Does music help
you focus at work? -
We find out

There’s an old saying, that you pay the pied paper right and he’ll play you something to drive your worries away. Perhaps that’s more wishful thinking than the original story includes. Yet, there is consensus that music can help us focus on work better. But how do we pick the right tunes?

Its all about choice –
Colleagues in a professional setting have varying goals and functions throughout the day. It’s clear through observation and trial (many of us can attest!) that giving people a choice in what they listen to, benefits them better than imposing one style on all your co-workers. Just watch this the next time one introverted co-worker bumps bossa-nova on his headphones while the office clown rocks out to heavy metal!

Rhythm is everything –
Studies have shown that listening to familiar tunes, with a steady beat, helps us retain our focus on repetitive tasks.
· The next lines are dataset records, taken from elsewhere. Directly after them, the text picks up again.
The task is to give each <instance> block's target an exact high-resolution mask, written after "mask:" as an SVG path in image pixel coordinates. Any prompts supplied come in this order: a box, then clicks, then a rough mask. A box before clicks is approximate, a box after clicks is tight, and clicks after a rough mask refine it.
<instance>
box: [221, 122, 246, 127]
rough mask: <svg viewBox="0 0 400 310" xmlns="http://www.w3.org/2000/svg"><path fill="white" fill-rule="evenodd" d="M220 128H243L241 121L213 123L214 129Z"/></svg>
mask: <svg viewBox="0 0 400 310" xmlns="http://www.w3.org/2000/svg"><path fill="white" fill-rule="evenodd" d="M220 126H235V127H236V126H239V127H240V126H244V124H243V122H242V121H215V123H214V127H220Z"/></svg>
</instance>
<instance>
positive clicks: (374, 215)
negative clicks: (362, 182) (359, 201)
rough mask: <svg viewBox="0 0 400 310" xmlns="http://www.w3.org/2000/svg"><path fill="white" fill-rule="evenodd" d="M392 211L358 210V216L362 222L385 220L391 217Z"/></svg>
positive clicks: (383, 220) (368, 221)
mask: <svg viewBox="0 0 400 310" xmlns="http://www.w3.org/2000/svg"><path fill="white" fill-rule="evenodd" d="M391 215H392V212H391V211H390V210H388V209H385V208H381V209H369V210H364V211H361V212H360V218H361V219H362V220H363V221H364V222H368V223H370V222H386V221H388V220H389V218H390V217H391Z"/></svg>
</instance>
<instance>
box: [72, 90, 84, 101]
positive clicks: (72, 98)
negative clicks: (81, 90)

This is evident in jobs such as coding or even bricklaying, where professionals use genres like drum n’ bass or jazz to reinforce a rhythm. This simulates a space for the human mind that they can optimize to work better.

To sing or not to sing? –
Science backs up the claim that popular and/or lyrical music can hamper selective types of work. Lyrics speak to our brain’s language centres, prompting a separate thought process to decipher and follow them. This becomes a problem if the listener has to work on something else which also involves language, especially tasks involving any learning, such as reading something beyond their level of typical reading.

Fail-safes are real –
Studies back up how genres like classical music are highly effective for work, because of reduced intrusion into existing thought process while still being immersive. For starters, one could begin with Baroque classical music, such as Vivaldi’s ‘4 Seasons’ or Bach. ‘Ambient’ music is also useful when facing stressful environments at work. Brian Eno, an ambient composer, says ‘“Ambient music must be able to accommodate many levels of listening attention without enforcing one in particular; it must be as ignorable as it is interesting.”.

If all else fails, one can try out videogame OSTs or white noise. The SimCity Soundtrack is one, sounds of nature are another. Keep in mind though, to pick a tune that doesn’t let your pace of work stutter!